Thursday, November 13, 2008

Don't want no hard cash

I'm liking that hospital more and more. "Do you want me to send you a financial assistance form?" the woman who answered said when I told her I'd received my past-due bill and wanted to set up payment installments. I was dubious, since we make a decent amount of money and I doubt we'd qualify, but she insisted that it wouldn't hurt, so I agreed. "How much do you think you can pay a month?" she said.

"Seven hundred?" I said, since I calculated we could spare that much and I hate debt.

"Are you sure? I don't want to stretch you too tight. They're willing to work with you, that's the great thing. And with the holidays coming up, I don't want to strap you. What about, say, three hundred? And if you have the seven hundred you can send it, but this way you're not tight on cash through the holidays." I agreed, mostly because she was being so kind. They charge no interest, so I’m feeling about as good about paying this charge I shouldn't have to pay as I can be.

Incidentally, Eric's student loans have now come due, but the minimum payment is something ludicrously small--$145 or something--so that's not a big deal, either. Our current plan is to pay the minimum on the student loans until we've saved up $6000 in emergency money--we're at $2000 now and our end-of-the-month sweep into savings should be around $1000--and then start paying extra to get rid of that debt as soon as we might without wrecking our other plans. Luckily we're not as concerned about investing in stocks or 401ks because that money will only disappear anyway.

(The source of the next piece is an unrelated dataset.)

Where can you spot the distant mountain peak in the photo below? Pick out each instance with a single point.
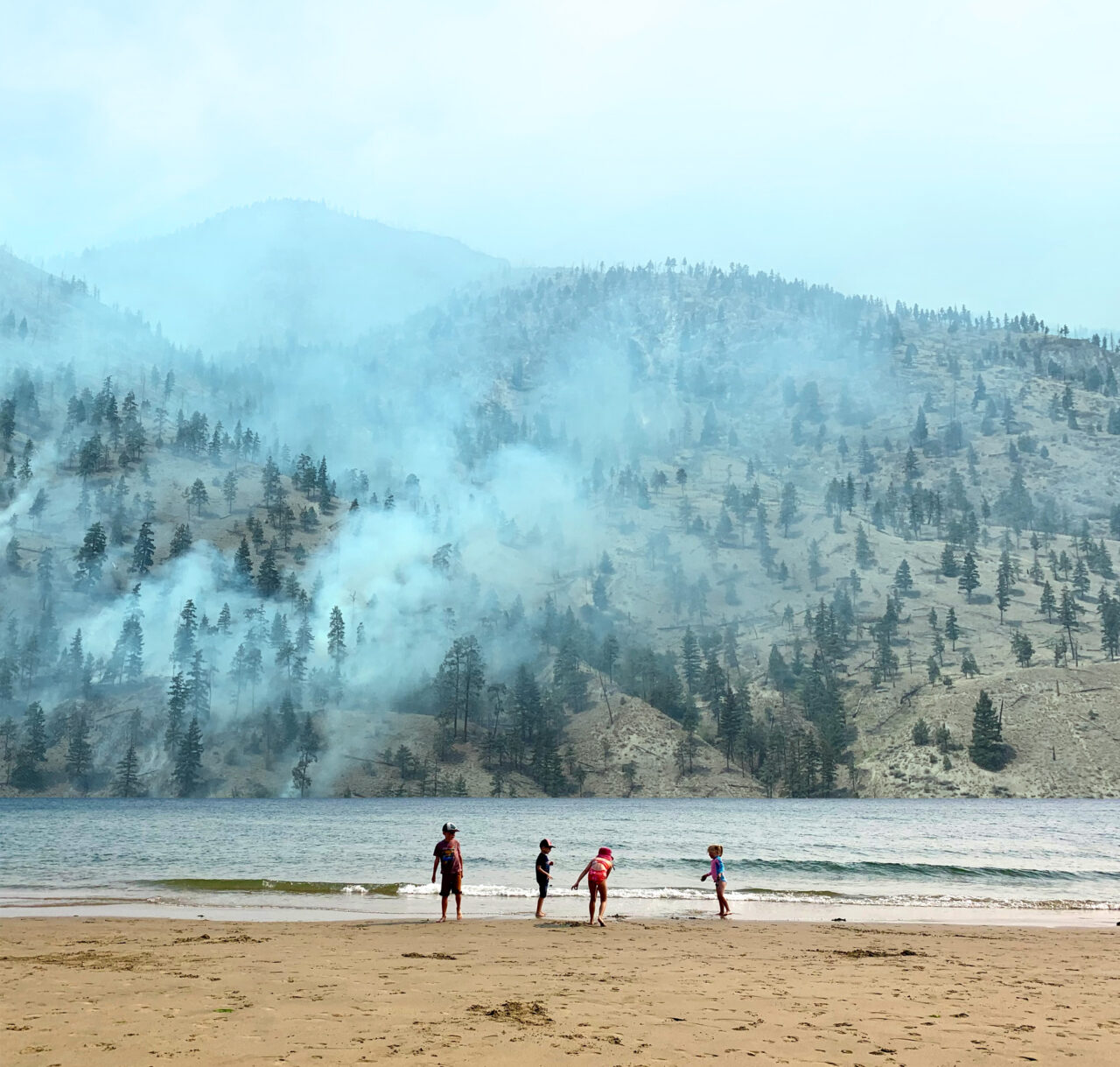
(281, 269)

Actually one of my coworkers is buying up extra stocks and contributing more to his 401k because he figures lots of shares while they're cheap is a good idea, and intellectually I agree this is sound; but I don't think I'm really doing it. In seventh grade Humanities we were told to take X amount of imaginary money, pretend we had bought stocks with it, and track the stocks over the weeks to see what we had earned or lost. I kept some of my money instead of buying stocks with all of it. Imaginary funds, and going against the actual assignment, and I didn't use all the money because I thought it was too risky. (I did end up losing money. But I didn't get my grade docked, though the teacher looked at me funny.)